Monday, December 14, 2009

INDIAN CLASSICAL DANCE

Bharatanatyam (Tamil: பரதநாட்டியம்) is a classical Indian dance form originating in Tamil Nadu, India. One of the oldest of the classical dance forms in India, it is also known as the fifth Veda. Bharatanatyam is usually accompanied by the classical music. It has its inspirations from the sculptures of the ancient temple of Chidambaram. Bharatanatyam, as the name depicts is the combination of: BHA- Bhava (Expression), RA- Raga (Music) and TA- Tala (Rhythm) Bharatanatyam is a traditional dance-form known for its grace, purity, tenderness, and sculpturesque poses. Today, it is one of the most popular and widely performed dance styles and is practiced by many dancers all over the world.
Many of the ancient sculptures in Hindu temples are based on Bharata Natyam dance postures karanas. In fact, it is the celestial dancers, apsara's, who are depicted in many scriptures dancing the heavenly version of what is known on earth as Bharatanatyam. In the most essential sense, a Hindu deity is a revered royal guest in his temple/abode, to be offered the "sixteen hospitalities" - among which are music and dance, pleasing to the senses. Thus, many Hindu temples traditionally maintained complements of trained musicians and dancers, as did Indian rulers.

Other aspects:

* Jewelry - Bharatanatyam dancers wear a unique set of jewelry known as "Temple Jewelry" during the performance.
* Costume - From the ancient texts and sculptures, one can see that the original costume did not cover most of the dancers' bodies. The medieval times, with the puritanistic drive, caused the devadasis to wear a special, heavy saree that severely restricted the dance movements. There are several varieties of Bharatanatyam costumes, some of which do not restrict the dancer's movements, while the others do. The modern costumes are deeply symbolic, as their purpose is to project the dancer's sukshma sharira (cf.aura), in the material world.
* Music - The accompanying music is in the Carnatic style of South India.
* Ensemble - Mostly, South Indian instruments are used in the ensemble. These include, the mridangam (drum), nagaswaram (long pipe horn made from a black wood), the flute, violin and veena (stringed instrument traditionally associated with Saraswati, the Hindu goddess of the arts and learning).
* Languages - Tamil, Telugu and Kannada are traditionally used in Bharatanatyam.

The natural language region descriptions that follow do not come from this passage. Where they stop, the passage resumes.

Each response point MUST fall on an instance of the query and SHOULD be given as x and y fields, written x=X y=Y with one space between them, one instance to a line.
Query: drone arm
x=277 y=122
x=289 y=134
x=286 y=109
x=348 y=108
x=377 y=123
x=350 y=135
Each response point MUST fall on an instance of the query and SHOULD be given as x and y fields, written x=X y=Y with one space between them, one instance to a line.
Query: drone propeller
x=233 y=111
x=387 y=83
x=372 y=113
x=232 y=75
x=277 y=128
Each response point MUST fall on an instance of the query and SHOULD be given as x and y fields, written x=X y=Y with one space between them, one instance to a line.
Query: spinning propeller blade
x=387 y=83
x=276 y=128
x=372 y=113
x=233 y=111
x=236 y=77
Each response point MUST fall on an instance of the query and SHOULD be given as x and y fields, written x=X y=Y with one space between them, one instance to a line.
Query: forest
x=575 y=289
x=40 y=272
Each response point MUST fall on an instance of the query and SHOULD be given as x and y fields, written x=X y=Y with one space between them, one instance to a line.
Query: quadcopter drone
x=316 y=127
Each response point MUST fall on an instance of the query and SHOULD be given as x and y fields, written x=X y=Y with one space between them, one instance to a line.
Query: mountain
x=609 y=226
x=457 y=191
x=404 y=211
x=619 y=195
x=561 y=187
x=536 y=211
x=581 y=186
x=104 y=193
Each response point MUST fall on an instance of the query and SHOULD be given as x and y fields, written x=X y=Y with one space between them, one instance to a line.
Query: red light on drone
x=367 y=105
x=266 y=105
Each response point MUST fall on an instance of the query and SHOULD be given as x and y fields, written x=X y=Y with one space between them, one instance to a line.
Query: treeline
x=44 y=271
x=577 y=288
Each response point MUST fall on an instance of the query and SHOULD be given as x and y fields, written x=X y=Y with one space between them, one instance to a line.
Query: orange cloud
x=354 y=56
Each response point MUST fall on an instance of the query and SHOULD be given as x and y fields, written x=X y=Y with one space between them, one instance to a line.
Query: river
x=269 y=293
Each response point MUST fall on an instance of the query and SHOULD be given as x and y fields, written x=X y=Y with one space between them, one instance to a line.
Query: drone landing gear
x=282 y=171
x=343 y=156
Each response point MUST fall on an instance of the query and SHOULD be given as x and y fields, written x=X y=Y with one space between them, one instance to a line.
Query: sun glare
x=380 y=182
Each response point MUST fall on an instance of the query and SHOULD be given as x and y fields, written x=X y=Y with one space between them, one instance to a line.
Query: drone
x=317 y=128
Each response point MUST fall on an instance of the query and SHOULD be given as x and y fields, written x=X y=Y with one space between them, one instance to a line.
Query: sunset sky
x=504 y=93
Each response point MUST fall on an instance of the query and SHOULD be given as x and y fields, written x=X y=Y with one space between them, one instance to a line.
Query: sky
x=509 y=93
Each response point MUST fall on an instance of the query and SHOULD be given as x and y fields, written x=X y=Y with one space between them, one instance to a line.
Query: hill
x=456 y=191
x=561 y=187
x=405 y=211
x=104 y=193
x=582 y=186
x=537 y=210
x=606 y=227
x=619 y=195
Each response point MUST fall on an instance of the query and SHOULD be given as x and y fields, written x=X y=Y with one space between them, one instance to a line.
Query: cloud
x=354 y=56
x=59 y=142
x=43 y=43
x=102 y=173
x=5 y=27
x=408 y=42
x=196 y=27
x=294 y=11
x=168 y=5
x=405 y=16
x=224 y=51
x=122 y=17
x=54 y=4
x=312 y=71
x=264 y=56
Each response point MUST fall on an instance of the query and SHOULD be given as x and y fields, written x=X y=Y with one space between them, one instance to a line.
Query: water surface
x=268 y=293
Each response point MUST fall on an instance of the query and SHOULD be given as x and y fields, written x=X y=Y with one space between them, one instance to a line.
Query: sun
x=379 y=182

Ideal qualities of dancers:

A professional Bharatanatyam dancer must demonstrate a number of qualities. As Sangitaratnakara puts it, the true dance is connected to the beauty of the body, therefore any other dance is simply a parody.

The AbhinayaDarpana has a sloka that describes Patra Prana Dasha Smrutaha - the ten essentials of the dancer: Javaha (Agility), Sthirathvam (Steadiness), Rekha (graceful lines), Bhramari(balance in pirouettes), Drishti (glance), Shramaha (hard work), Medha (intelligence), Shraddha(devotion), Vacho (good speech), and Geetam (singing ability).